Full disclosure: I built Flowfile. This post is about a feature I just shipped and why I think it matters.
Up until this release, Flowfile was a tool you designed pipelines in. You'd build a flow visually, maybe export the code, and then figure out how to actually run it on a schedule. That "figure out" part usually meant cron, Airflow, or a very optimistic shell script.
v0.8.0 changes that. Flowfile now has a built-in scheduler. You can set an interval, trigger flows when data updates, or just hit "Run" from the catalog. No external orchestrator needed.
I'm not going to pretend this competes with Airflow or Dagster for serious production workloads. It doesn't. But if you've ever had a lightweight data platform where you just needed a few flows to run on a timer without setting up a whole orchestration layer — this is that.
The Part I'm Most Excited About: Table Triggers
Interval scheduling is useful but not interesting. "Run every 30 minutes" is solved. What I actually want to talk about is table triggers.
The idea is simple: instead of running a flow on a timer, you run it when the data it depends on changes. A Catalog Writer node overwrites a table, and any flow watching that table starts automatically.
In practice, this means you can chain flows together through data. Flow A produces a cleaned customer table. Flow B, which reads that table, runs as soon as Flow A finishes writing it. No coordination logic, no polling intervals to tune, no "let's just run everything at 3am and hope the order works out."
Three Types, and Why
Table trigger — a flow runs when a single table is refreshed. The obvious case. Your flow reads orders_raw, you set a trigger on orders_raw, and the flow runs every time that table gets new data.
Table set trigger — a flow runs when all tables in a set have been refreshed. This one would have saved me real time on past projects. Picture this: you have a reporting flow that joins three source tables — sales, inventory, and returns. You never want the report to run until all three are fresh. Without table set triggers, you solve this with retry logic, completion flags, or by scheduling everything sequentially and adding generous wait times. With table set triggers, you just list the three tables and the flow runs once all three have been updated. Declarative, no coordination code.

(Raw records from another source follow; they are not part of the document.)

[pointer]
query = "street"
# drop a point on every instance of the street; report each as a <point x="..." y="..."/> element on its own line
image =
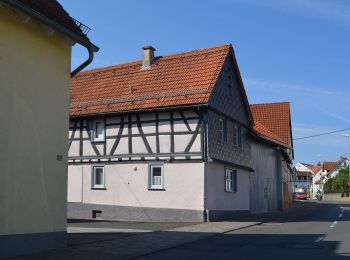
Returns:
<point x="309" y="230"/>
<point x="324" y="234"/>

Unrestricted table trigger — a flow can also trigger on a table it doesn't read. I debated whether to restrict triggers to only tables the flow actually depends on. Seemed cleaner. But I kept coming back to the same thought: I can't predict every use case people will have. Maybe you want a notification flow to fire whenever a table updates. Maybe you have a cleanup job that should run after any write to a particular namespace. I don't know. So I left it open.
How the Scheduler Works
Three modes, depending on how you run Flowfile:
If you're on the desktop app or pip install, the scheduler runs inside the Flowfile process. Start and stop it from the Schedules tab. Simple.

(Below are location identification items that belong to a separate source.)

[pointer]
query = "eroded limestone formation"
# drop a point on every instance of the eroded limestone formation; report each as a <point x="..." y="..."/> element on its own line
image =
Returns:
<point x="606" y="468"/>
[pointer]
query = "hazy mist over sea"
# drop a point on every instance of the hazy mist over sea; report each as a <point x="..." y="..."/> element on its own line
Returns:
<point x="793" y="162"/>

If you want it running independently:
flowfile run flowfile_scheduler
That gives you a standalone background service that survives UI restarts. Only one scheduler instance runs at a time — there's an advisory database lock with a heartbeat. If a scheduler dies, another can take over after 90 seconds.
For Docker, add one environment variable:
environment:
- FLOWFILE_SCHEDULER_ENABLED=true
One thing I got right early: each flow can only have one active run at a time. If a flow is already running, new triggers are skipped. This prevents the cascade of overlapping runs that makes scheduling systems miserable to debug.

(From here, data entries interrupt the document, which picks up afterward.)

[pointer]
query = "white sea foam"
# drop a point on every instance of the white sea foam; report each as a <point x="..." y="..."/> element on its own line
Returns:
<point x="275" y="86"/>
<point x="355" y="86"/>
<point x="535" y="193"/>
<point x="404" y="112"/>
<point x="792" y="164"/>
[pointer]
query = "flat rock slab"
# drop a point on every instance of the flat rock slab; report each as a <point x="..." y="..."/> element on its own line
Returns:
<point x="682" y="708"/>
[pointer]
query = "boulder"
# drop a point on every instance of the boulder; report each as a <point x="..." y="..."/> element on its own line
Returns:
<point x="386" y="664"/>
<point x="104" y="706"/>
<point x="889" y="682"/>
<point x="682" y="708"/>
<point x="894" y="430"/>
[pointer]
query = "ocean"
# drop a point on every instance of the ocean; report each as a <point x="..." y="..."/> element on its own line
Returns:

Running Flows Without a Schedule
Not everything needs to be automated. Sometimes you just want to run a registered flow right now and see what happens.
v0.8.0 adds a Run Flow button directly in the catalog's flow detail panel. It spawns a subprocess, tracks the run in your history, and writes logs to ~/.flowfile/logs/. You can cancel a running flow at any time — it sends SIGTERM to the process.
When flows are running, an active runs banner appears at the top of the catalog. You can see what's running, when it started, and cancel anything that's taking too long.
Being Honest About Scope
This scheduler is not Airflow. It doesn't have retries with exponential backoff. It doesn't have DAG-level dependency management across dozens of flows. It doesn't have a distributed executor.
What it does have: zero additional infrastructure. If you can pip install flowfile, you have a scheduler. If you can run Docker Compose, you have a scheduler. For a team that needs three flows running on an interval and two more triggered by data updates, that's enough. For a lightweight data platform that's still figuring out what it needs, this could be the first proof of concept before anyone decides whether Airflow is worth the setup.
And if you outgrow it — that's fine. Flowfile still generates standalone Python code. The flows don't lock you in, and neither does the scheduler.
Where this is heading: table triggers are a step, not the destination. The real goal is that you shouldn't be thinking about schedules at all. You should define how fresh your data needs to be, and the system figures out the rest. The catalog already tracks what each flow reads and writes, when tables were last updated, and how flows relate to each other. The pieces are there. Schedules are the scaffolding — data freshness is the building.
Try It
pip install flowfile
If you have questions or feedback, I'd genuinely love to hear it. Especially if you have a use case for table triggers I haven't thought of — that's exactly why I left them unrestricted.